However, three of the five major theoretical bases for validating a diagnosis provided in Feighner et al's paper have not coincided with the clinical diagnostic categories in psychiatry. These are “family study,” “course of illness” (particularly response to treatment agents), and “laboratory tests.” At that time, family study as a basis for diagnosis simply meant coaggregation of a diagnosis in relatives, but would now primarily mean genetic markers. Psychiatric genetic associations with schizophrenia (SZ), bipolar disorder (BD), and autism spectrum disorder (ASD) cross diagnostic boundaries in a very complex manner that is currently not understood biologically.2,3 Before the lack of diagnostic specificity was observed for genetic marker associations, observations of diagnoses in families of patients showed an unexpected degree of overlap. Schizoaffective (SA) patients had, in comparison with control families, excesses of relatives with both BD and SZ. This blurred the two major diagnostic categories established by the German psychiatrist Kraepelin at the end of the 19th and beginning of the 20th centuries. Due to coaggregation of multiple diagnoses in families of patients,4,5 the entire Krapelinian diagnostic system was greatly shaken even before there were any consistent genetic marker associations with these disorders. Alternate bases for establishing diagnosis, with a focus on biological observations, were proposed for decades, starting in the 1970s.6,7

Another of Feighner et al's criteria that is generally no longer diagnosis-specific in psychiatry is course of illness, specifically treatment response to medication. Individual drugs are used to treat multiple disorders. Antipsychotics are a major treatment for BD and for depression, anticonvulsants are used in BD, psychosis, and depression, etc. Results of laboratory tests, a third basis of diagnosis, overlap as well—brain regions with similar abnormalities in multiple disorders have been described.8,9

An idea that has great currency at this time is that we should start over again in psychiatric diagnostic classification, basing it not on clinical description but on biological events, and not on categories but on quantitative metrics.9 The bases currently proposed for such biological events include brain imaging functional associations, neurodevelopmental perspectives, and others, which may prove valid and fruitful,8 although here we will consider them only insofar as they interact with genetic findings. It is the intent of this paper to describe the diagnostic implications of some current genetic findings, and to describe how the genetic associations with diagnosis may be teased apart into new associations with biologically coherent diagnostic entities and scales, based on the various functional aspects of the associated genes and functional genomic data.

Common genetic polymorphisms and rare variants as a basis for a reconceptualized diagnosis system in psychiatry

Genetic associations with common diseases largely consist of common polymorphisms with statistically weak effects on probability of illness, and rare variants with strong effect sizes.
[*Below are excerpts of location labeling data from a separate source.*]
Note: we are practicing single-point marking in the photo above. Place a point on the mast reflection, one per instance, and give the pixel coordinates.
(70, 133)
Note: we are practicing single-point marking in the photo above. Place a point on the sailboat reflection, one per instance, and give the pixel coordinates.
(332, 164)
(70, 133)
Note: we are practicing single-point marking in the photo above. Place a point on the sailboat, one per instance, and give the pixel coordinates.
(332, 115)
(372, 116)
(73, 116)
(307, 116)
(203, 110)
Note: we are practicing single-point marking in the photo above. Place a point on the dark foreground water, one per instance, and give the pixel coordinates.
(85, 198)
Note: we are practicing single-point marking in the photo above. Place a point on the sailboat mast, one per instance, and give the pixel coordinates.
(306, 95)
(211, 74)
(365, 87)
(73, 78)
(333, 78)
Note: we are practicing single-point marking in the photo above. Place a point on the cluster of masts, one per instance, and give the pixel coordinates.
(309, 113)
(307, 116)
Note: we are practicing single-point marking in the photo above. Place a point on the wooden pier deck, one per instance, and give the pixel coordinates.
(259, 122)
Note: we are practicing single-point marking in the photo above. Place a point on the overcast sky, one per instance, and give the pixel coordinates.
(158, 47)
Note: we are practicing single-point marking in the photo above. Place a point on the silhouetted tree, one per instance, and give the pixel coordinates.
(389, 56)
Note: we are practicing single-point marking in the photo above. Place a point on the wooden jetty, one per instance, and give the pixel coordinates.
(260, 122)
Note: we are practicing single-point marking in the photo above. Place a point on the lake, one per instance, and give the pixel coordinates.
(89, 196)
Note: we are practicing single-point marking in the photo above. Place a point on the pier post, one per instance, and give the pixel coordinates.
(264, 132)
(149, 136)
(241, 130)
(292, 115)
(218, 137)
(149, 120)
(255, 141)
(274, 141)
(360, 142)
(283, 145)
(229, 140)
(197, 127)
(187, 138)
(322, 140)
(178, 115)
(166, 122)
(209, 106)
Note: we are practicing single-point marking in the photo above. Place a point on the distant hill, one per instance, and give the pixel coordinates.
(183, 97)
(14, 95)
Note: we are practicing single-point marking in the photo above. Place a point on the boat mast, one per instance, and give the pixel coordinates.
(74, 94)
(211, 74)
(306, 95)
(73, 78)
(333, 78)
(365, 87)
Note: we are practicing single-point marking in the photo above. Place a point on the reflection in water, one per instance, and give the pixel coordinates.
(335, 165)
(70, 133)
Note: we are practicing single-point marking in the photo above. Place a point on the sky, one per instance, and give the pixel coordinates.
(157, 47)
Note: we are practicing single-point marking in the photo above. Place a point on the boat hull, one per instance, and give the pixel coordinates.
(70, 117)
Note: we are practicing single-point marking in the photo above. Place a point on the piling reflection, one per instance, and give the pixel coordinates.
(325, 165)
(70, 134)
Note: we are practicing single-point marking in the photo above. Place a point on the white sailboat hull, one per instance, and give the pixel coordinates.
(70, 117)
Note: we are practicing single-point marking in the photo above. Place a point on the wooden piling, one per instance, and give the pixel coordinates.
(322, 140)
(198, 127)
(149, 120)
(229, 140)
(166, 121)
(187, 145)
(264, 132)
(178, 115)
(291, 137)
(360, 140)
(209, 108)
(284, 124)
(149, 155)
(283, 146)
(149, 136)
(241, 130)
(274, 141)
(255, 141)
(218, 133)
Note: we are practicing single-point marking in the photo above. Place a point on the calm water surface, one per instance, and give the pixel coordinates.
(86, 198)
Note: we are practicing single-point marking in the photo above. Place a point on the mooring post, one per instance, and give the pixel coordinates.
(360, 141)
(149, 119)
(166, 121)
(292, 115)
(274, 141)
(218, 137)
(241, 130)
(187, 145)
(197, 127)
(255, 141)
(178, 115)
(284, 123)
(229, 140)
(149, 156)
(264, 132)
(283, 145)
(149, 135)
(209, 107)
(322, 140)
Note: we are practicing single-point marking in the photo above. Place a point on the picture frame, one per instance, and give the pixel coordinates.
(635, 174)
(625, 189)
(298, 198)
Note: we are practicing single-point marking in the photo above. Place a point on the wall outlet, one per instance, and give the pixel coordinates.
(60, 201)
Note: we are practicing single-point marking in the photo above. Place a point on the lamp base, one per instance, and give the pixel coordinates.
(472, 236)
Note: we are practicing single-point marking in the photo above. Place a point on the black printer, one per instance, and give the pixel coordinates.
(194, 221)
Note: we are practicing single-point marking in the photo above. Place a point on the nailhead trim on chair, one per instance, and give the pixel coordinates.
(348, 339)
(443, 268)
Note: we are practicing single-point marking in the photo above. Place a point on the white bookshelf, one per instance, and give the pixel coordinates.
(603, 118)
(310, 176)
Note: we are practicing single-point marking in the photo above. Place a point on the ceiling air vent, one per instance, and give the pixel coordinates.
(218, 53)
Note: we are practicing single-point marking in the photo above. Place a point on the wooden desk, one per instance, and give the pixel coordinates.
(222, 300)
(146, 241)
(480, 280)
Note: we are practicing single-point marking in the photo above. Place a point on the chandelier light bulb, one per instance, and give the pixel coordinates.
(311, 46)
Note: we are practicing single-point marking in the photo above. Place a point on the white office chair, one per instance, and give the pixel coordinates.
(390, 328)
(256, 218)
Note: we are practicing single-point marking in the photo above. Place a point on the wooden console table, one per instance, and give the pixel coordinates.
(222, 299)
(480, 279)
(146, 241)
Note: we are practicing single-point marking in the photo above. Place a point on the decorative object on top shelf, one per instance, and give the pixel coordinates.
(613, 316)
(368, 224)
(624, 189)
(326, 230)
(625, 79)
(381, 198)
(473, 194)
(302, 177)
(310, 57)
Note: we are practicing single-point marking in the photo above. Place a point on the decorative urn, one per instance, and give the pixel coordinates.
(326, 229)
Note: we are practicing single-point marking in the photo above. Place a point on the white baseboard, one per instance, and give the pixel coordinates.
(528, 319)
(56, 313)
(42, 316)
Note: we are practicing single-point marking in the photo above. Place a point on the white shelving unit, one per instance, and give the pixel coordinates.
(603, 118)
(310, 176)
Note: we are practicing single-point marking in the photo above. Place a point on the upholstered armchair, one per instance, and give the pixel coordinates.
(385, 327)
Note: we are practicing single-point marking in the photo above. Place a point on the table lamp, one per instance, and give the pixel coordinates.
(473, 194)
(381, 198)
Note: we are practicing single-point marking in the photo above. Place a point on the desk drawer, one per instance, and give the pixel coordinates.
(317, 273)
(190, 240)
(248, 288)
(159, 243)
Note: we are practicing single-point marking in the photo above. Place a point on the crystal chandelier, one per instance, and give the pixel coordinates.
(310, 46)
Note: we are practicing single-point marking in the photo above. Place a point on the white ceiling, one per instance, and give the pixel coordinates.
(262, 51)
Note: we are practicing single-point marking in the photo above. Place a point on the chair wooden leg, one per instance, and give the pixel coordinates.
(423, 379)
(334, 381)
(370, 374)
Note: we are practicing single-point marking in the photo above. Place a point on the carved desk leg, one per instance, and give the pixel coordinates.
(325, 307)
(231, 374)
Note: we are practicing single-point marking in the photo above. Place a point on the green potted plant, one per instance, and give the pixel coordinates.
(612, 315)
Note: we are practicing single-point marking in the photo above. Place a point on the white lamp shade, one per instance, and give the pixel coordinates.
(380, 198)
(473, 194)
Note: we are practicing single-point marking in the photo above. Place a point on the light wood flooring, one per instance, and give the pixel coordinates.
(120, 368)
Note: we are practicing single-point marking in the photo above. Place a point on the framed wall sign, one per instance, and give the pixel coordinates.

In the past decade, two novel types of genetic causation have been discovered with particular relevance to psychiatric disorders: i) polygenic variation directly measurable from common polymorphisms identified by genome-wide assays; and ii) subchromosomal deletions, duplications, and inversions (copy number variants, CNVs). CNVs were described earlier, but it was only in 200410,11 that the ubiquity of CNVs was discovered, and within a few years their role as a major source of human genetic variation was demonstrated.12,13

Prior to these developments, much of the research into the genetic bases of common diseases was focused on the identification of common variants with small effect sizes, particularly via genome-wide association studies (GWASs, Figure 1). Rare alleles with large effects were thought unlikely to contribute much to common disease risk: after all, not only were they were rare, but they would be subject to strong purifying selection. However, due to their large size, CNVs can affect multiple genes at once, so they have the potential for major phenotypic effects. Once their ubiquity was discovered, it was reasonable to predict that they could contribute substantially to overall disease risk (Figure 2), and subsequent studies appear to support that (see below).

Figure 1.
Figure 1. McCarthy/Manolio model: single common variants = small effects, single rare variants = large effects. Allele frequency and effect size are generally inversely related, with common variants with large effects being rare and subject to strong purifying selection, and rare variants with small effects being difficult to detect.
Figure 2.
Figure 2. Additional observations in neuropsychiatric disease. An updated version of Figure 1 shows types of genetic variants now thought to explain some of the genetic risk of neuropsychiatric diseases, including certain rare copy number variants (CNVs) with large effects. Falling outside the predicted inverse linear relationship between allele frequency and effect size, are the presence of any de novo CNV and the contribution of common alleles when incorporated into a polygenic model.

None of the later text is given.